Sunday, April 14, 2013

Day 11 - Barely Surviving

Day 11 - So sleep deprived.  Nathan slept in the bedroom last night with me and took a turn with David in the middle of the night.  I don't know why..but for some reason David thinks that he is supposed to stay awake for two hours in the middle of every night.  Yesterday as I was losing my mind a bit my sweet husband sat by me and told me that this part doesn't last very long.  It's funny.  I think he remembers postpartum better than I do.  Today I am still tired...but not so unstable.  :)  Three more days and I go back to work.  It was too short.  However, school gets out in 6 weeks and then I have requested part time for next year.  Until then, we will muddle through and hopefully find some sense of normalcy. 

David is cute as ever.  Still just a tiny little guy and sleepy all day.  I guess that is good news for my triumphant return to work.  No huge milestones to speak of...unless you count finally lowering his bilirubin enough to get rid of those Darn bili lights.  He is also getting trained to sleep in his own bed, which is good and one step closer to having a husband back.  Though, really, until we have a bedroom for David, Nate will probably spend time on the couch.  Poor guy.
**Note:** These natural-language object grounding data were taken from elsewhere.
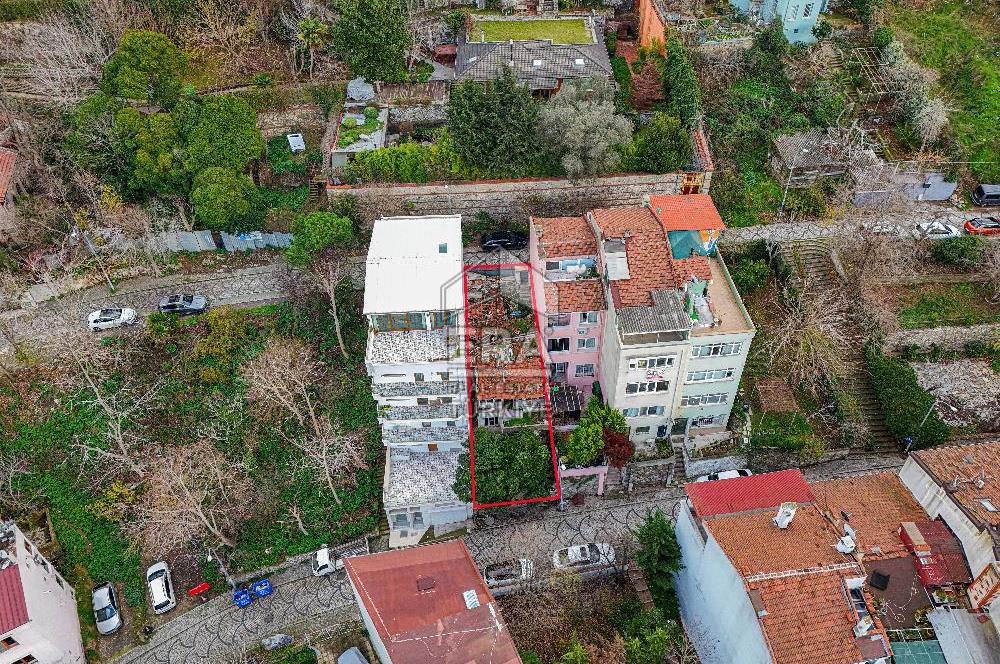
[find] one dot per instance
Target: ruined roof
(430, 605)
(876, 504)
(967, 463)
(564, 237)
(539, 64)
Nate came home from church today and told me their lesson was on trials.  I teased about the small trial we are going through in adjusting to a baby in the house.  He smiled, but then said, in the end he really had nothing to add to the lesson.  He goes to class with men that have been through much more life then we have.  They have lost children, suffered illnesses, lost a home to a fire.  What have Nathan and I seen of trouble.  I am thankful that Heavenly Father sees fit to go easy on us for now.   And, even with how small and insignificant it is to go through this...I know Heavenly Father will somehow make Nate and I equal to the task in front of us.  Thus, eliminating it as a trial at all.  It is really just a time of growth.  Time when I have thought a lot about each one of my children and what I need to do for them.  Time when I turn to prayer more often and begin to find some roots that I have too long neglected.  Lack of sleep and a need to have someone get me through each day is good for me.